LAST week’s photos of Harris’ factory being pulled down prompted Nick Baxter to email about Hog Street in Calne.

The Wiltshire History Man Facebook site carries his plea to resurrect the name. He writes: “Calne has an association with pigs which predates Harris’s. The Calne borough map of 1728 shows a narrow and short street, leading off the then Market Place, which was called Hog Street. This marks a much longer tradition than that linked with Harris’s. Hog Street continued to be marked as such as late as 1886 where it appears on the Ordnance Survey map of that year: but by 1899 Hog Street had been replaced with Castle Street, its current name.”

The week before Wendy Ladd contacted me about the photo of tree planting by Trowbridge Chamber of Commerce. Wendy writes: “Far left is James Ladd and far right is his son Patrick Ladd, who was my husband who sadly passed away two years ago. Patrick was Managing Director of James Ladd and Sons, builders’ merchants in Trowbridge for many years.”

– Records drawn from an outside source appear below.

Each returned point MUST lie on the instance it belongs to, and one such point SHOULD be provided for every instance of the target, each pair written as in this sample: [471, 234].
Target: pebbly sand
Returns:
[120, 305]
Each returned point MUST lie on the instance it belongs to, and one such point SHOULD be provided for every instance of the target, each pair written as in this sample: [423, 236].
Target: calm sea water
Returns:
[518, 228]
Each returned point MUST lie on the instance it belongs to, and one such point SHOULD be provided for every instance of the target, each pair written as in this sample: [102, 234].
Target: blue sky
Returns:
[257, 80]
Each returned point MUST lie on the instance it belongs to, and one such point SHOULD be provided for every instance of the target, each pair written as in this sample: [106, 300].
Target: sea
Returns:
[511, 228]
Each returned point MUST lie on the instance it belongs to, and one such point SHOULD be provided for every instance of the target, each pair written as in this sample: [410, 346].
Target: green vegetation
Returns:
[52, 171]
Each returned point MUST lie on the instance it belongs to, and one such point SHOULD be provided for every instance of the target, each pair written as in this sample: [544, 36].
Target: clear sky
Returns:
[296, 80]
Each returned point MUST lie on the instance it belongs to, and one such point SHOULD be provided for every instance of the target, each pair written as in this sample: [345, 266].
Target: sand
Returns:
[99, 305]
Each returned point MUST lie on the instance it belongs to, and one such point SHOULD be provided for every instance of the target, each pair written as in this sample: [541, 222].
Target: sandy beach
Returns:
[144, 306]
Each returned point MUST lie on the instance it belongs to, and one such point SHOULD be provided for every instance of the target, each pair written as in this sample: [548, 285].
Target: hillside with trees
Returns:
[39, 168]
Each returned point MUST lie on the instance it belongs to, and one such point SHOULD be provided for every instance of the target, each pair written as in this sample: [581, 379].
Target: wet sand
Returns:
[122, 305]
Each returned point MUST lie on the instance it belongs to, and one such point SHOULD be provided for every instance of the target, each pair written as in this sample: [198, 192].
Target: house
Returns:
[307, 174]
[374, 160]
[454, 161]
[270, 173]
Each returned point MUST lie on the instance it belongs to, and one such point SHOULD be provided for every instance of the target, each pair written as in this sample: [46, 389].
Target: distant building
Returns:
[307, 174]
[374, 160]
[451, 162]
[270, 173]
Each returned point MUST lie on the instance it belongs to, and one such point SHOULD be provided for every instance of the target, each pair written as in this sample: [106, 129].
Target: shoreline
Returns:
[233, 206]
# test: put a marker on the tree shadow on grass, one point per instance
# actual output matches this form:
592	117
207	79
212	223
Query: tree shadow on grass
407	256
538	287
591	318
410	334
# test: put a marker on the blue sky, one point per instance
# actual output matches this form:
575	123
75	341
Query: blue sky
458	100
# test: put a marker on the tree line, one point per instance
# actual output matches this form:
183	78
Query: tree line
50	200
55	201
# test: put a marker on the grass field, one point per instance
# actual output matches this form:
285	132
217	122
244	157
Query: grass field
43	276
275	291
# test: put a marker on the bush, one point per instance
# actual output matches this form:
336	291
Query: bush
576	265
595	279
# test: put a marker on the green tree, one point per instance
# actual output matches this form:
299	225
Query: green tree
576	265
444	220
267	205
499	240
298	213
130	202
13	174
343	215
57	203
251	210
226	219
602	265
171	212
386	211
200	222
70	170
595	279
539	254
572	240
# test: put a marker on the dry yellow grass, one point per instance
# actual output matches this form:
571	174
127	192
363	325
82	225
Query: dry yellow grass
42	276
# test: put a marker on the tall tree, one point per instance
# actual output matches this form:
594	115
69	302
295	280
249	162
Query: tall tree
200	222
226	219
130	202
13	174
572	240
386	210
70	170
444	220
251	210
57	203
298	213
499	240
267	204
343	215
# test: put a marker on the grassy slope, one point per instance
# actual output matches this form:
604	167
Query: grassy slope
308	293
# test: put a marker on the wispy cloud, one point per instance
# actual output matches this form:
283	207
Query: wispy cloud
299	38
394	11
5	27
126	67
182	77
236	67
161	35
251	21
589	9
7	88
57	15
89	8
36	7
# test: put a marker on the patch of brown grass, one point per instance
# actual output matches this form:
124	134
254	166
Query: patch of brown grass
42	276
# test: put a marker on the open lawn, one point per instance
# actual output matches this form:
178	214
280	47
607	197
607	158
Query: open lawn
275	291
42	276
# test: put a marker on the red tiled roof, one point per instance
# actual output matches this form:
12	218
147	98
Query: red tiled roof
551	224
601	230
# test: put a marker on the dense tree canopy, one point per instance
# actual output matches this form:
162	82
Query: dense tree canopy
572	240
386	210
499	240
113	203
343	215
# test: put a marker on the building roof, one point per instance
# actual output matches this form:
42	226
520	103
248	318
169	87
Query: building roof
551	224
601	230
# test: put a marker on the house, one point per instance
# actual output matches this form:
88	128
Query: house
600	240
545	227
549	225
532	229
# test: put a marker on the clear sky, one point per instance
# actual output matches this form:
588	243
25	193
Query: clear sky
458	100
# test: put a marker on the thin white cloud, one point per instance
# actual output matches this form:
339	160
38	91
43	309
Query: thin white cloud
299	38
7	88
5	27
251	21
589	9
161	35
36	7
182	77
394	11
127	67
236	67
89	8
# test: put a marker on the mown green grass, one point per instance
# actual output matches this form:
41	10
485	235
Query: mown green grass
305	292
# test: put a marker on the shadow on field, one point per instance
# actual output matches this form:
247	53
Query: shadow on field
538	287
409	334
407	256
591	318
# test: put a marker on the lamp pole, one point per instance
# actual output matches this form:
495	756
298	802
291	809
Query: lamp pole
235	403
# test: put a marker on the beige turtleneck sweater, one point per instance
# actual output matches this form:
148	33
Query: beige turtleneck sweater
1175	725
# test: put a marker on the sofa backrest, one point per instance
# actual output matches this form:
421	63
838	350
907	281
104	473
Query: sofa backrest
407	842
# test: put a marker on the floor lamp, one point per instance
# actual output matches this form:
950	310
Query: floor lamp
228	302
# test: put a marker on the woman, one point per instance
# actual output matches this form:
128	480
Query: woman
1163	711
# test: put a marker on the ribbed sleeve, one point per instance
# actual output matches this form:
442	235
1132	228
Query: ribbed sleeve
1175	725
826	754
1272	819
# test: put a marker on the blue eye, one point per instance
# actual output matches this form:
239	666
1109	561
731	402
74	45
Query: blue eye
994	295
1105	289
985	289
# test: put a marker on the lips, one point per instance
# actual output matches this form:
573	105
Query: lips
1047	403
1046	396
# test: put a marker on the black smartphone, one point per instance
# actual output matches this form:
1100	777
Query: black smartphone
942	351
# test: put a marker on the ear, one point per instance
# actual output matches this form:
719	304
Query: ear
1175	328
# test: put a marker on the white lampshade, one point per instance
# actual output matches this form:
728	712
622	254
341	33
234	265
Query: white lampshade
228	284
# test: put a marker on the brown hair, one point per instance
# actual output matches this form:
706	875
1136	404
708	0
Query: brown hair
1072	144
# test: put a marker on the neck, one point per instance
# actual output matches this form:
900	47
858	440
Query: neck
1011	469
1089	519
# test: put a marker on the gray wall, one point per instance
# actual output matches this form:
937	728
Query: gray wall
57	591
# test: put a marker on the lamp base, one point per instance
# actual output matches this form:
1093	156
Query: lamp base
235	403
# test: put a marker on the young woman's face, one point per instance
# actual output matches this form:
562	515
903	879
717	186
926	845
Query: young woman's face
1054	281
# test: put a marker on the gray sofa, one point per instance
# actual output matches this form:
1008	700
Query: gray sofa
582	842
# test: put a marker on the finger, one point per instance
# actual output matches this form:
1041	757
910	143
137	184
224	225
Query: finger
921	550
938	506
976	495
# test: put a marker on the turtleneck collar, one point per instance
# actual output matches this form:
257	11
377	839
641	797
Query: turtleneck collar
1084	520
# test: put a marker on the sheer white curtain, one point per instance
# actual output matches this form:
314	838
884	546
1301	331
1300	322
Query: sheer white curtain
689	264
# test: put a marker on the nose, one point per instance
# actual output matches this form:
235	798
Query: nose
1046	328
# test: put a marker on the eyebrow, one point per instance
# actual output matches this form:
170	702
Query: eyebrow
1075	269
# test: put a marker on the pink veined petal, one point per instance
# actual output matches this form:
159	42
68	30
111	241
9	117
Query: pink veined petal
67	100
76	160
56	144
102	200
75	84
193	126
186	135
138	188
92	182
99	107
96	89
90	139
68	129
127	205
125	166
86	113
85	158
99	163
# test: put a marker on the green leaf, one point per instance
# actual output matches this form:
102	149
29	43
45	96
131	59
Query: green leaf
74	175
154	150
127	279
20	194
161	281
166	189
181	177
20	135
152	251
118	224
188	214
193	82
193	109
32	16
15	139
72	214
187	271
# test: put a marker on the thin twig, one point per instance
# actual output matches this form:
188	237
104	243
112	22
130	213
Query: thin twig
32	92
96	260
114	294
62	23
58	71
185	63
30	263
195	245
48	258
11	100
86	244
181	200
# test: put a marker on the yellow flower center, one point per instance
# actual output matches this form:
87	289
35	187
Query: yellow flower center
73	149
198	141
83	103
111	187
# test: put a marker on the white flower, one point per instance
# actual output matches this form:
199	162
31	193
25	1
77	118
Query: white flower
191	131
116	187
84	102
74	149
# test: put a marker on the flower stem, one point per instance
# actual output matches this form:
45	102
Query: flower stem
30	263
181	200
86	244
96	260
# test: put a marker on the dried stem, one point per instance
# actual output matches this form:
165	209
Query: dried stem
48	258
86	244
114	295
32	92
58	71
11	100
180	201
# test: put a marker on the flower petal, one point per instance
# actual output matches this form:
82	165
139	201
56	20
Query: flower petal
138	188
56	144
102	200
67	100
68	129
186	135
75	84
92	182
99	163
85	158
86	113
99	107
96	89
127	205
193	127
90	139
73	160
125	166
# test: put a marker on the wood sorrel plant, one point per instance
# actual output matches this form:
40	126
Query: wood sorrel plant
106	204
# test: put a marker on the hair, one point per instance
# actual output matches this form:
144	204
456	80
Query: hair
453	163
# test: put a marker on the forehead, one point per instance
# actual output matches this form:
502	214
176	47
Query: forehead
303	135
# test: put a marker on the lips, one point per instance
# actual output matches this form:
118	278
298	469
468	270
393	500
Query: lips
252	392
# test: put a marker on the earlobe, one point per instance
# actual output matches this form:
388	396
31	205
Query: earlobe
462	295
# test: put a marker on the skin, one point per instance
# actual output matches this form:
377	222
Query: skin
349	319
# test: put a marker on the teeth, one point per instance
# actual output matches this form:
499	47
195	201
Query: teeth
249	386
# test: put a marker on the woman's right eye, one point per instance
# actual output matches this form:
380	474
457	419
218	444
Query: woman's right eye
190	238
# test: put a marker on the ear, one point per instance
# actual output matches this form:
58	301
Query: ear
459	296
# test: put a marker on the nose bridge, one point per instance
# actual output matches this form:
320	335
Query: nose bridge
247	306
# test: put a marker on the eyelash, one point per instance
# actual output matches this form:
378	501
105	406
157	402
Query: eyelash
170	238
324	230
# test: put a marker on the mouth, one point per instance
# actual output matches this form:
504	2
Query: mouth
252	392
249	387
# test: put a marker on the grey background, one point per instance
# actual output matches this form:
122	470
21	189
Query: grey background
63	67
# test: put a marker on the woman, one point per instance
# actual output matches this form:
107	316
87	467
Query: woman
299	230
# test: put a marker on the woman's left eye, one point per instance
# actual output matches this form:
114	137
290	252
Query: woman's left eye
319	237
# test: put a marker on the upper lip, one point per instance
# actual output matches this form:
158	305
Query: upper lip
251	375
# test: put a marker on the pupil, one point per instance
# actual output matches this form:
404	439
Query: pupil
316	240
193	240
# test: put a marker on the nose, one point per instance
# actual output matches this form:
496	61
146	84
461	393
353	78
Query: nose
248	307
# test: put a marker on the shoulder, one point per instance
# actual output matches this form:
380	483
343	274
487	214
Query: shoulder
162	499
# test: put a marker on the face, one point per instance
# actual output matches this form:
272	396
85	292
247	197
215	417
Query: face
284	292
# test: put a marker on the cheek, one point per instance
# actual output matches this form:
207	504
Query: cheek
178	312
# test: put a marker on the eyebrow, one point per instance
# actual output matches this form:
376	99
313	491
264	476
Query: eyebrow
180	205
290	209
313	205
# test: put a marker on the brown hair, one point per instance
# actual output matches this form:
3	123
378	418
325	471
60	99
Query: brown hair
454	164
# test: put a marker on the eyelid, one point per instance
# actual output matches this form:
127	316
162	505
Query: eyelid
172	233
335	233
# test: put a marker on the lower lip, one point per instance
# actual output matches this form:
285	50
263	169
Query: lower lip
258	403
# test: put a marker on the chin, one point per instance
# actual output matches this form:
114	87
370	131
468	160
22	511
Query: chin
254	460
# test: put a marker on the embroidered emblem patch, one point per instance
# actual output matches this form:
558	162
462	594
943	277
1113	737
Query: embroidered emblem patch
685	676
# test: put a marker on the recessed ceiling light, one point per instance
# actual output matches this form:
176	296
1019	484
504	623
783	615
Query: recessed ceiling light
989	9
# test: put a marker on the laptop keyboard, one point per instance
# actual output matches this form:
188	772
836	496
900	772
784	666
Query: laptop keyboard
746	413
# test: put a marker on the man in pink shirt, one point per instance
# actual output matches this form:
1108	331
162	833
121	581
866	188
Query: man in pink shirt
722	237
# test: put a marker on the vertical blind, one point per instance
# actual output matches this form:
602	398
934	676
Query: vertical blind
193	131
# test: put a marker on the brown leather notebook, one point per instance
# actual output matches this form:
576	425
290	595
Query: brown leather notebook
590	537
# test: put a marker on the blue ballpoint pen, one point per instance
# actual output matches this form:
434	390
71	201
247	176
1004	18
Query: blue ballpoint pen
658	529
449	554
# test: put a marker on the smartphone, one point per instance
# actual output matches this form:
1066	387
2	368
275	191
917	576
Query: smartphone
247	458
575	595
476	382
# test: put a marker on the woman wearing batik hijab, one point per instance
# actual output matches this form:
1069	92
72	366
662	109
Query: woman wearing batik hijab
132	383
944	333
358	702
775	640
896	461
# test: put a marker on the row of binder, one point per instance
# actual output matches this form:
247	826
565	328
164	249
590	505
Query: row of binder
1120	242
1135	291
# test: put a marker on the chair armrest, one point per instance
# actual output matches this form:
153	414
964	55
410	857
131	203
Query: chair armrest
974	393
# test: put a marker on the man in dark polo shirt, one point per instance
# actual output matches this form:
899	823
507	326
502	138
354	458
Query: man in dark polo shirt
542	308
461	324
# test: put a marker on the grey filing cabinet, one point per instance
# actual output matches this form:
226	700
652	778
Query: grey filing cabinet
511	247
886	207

Last week’s photo of Sammy Paradise the rag and bone man reminded Bradley Girl of his horse Sonny. She said it led her to have a life long passion for our four-legged friends.

Onto this week and Marlborough’s Rob Dickens who has provided the images. Firstly, there is a photo Rob in chains being marched through the town to stand trial in 1998 for stealing a net. It was part of the recreation of trials that took place in the 19th century in a piece of living history. The electrician was taken to the cells in the town hall along with his wife Angela, and son Kevin who was sentenced to transportation. Rob said one woman thought it was real and shouted that it was barbaric.

The Polly Tea Rooms in Marlborough is pictured before the fire that destroyed the top part of the buildings but much of the rooms was saved by the fire brigade that included Angela’s dad Jack Bull. Even then Rob said the Polly was very posh with the name coming from Polly Peachum in the 1728 Beggar’s Opera by John Gay.

Another eatery pictured was also a service station. The Ridgeway Café is now long gone. Once the M4 opened it lost trade. Moving to another service station is Rob’s photo of Edwardian Burbage showing Seymour Garage which is now a petrol station.

Finally the photo of Adam and Eve Rocks in Avebury is believed to be from the early 1970s judging by the older girl’s attire with a wide collar and pinafore. The stones were partly buried and lost for centuries but in the 1930s business man and land owner Alexander Keiller re-erected the stones and demolished some of the buildings to create the circles and avenues we see today.